The lesson often doesn't take, however, because the business owner resents it so much he never graduates to an understanding of how much good an accounting system can actually do for him other than to confuse the IRS. Although every business founder is forced to attend classes at Ol' IRS U, like most unwilling students, he spends most of his time figuring out ways to pass the course with minimum effort and, consequently, comes out with minimal education.

This is a shame for a number of reasons. For one thing, accounting is the only language through which a business can be understood, discussed, and defined with any objectivity and accuracy. Tax accounting may only be one dialect in this language, but it's better to have a dialect than no language at all. In many businesses, we have the IRS to thank that managers can speak "business" at all.

But the education from the IRS doesn't stop with accounting. The tax people also offer a course in social studies. It may not be as immediately effective as the accounting course, but it covers some very critical issues that are important to business transition.

The tax people take a dim view of corporate Rolls Royces and two-week board meetings on the Riviera. This may seem, on the surface, to be an unmitigated invasion of privacy and prerogative, but it often has the beneficial effect of saving the golden goose - the business - from prolonged and potentially fatal bloodletting.

The IRS also has this prejudice against paying people more than they're worth on the open market. The tax people can be fooled, of course, but on the whole, their presence on the economic scene provides some necessary and healthy discipline for any business. Taxes are a major factor in estate planning, but screwing Uncle Sam should be anything but its major objective - he's not really the business's worst enemy. In fact, in his own peculiar way, he constantly encourages some pruning of the family tree.

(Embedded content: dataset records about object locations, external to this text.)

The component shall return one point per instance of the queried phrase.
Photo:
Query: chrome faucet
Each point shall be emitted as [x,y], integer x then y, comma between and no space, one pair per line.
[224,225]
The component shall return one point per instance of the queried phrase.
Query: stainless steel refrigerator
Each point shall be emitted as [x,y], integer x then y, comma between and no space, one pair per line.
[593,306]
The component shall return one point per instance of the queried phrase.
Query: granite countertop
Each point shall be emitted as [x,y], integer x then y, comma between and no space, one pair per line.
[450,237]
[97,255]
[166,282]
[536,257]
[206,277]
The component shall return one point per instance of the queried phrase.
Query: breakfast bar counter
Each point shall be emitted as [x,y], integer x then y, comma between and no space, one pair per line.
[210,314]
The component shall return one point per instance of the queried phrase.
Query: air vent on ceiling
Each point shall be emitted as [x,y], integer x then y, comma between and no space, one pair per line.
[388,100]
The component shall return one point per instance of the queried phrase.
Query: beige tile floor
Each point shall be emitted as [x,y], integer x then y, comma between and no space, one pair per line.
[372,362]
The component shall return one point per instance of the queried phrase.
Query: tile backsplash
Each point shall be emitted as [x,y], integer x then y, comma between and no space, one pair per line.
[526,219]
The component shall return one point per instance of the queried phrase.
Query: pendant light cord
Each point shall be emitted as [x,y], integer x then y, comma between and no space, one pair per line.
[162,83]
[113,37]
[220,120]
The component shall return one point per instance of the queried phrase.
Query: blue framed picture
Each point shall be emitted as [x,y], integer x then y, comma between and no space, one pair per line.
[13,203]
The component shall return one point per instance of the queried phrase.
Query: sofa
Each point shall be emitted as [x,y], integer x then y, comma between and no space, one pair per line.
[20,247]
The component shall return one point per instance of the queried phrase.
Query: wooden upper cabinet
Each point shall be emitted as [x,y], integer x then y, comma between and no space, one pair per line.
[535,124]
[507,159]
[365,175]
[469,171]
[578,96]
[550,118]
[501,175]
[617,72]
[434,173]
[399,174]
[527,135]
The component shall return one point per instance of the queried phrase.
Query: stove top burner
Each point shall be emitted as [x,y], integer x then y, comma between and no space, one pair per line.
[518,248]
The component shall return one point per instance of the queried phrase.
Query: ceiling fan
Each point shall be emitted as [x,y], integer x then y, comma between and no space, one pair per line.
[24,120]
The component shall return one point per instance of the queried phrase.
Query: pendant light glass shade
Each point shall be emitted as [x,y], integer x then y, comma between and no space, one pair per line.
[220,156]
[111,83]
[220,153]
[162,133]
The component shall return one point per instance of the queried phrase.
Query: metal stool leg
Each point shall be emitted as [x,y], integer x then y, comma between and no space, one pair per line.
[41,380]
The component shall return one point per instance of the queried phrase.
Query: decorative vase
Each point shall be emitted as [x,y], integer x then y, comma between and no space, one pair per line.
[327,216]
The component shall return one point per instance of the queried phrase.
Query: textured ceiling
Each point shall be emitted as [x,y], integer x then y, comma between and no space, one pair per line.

There's a family-owned business in the Southeast in which the three working brothers are paid equally. There's no question that their individual contributions to the business are as unequal as they could be, but since each holds 25 percent of the stock, the reasoning is that each should get equal benefit from the business. The other 25 percent of the ownership rests in the hands of a sister who works part-time in the office. She's married to the head of the parts department, and her salary, together with her husband's, is carefully adjusted so the sum of the two amounts equals what each of the brothers gets. That adjustment is usually upwards.

The objective may be to be fair, but it's no way to set compensation. You can bet once this situation comes to attention of the IRS, they are going to have some strong opinions about how "fair" it is in their eyes.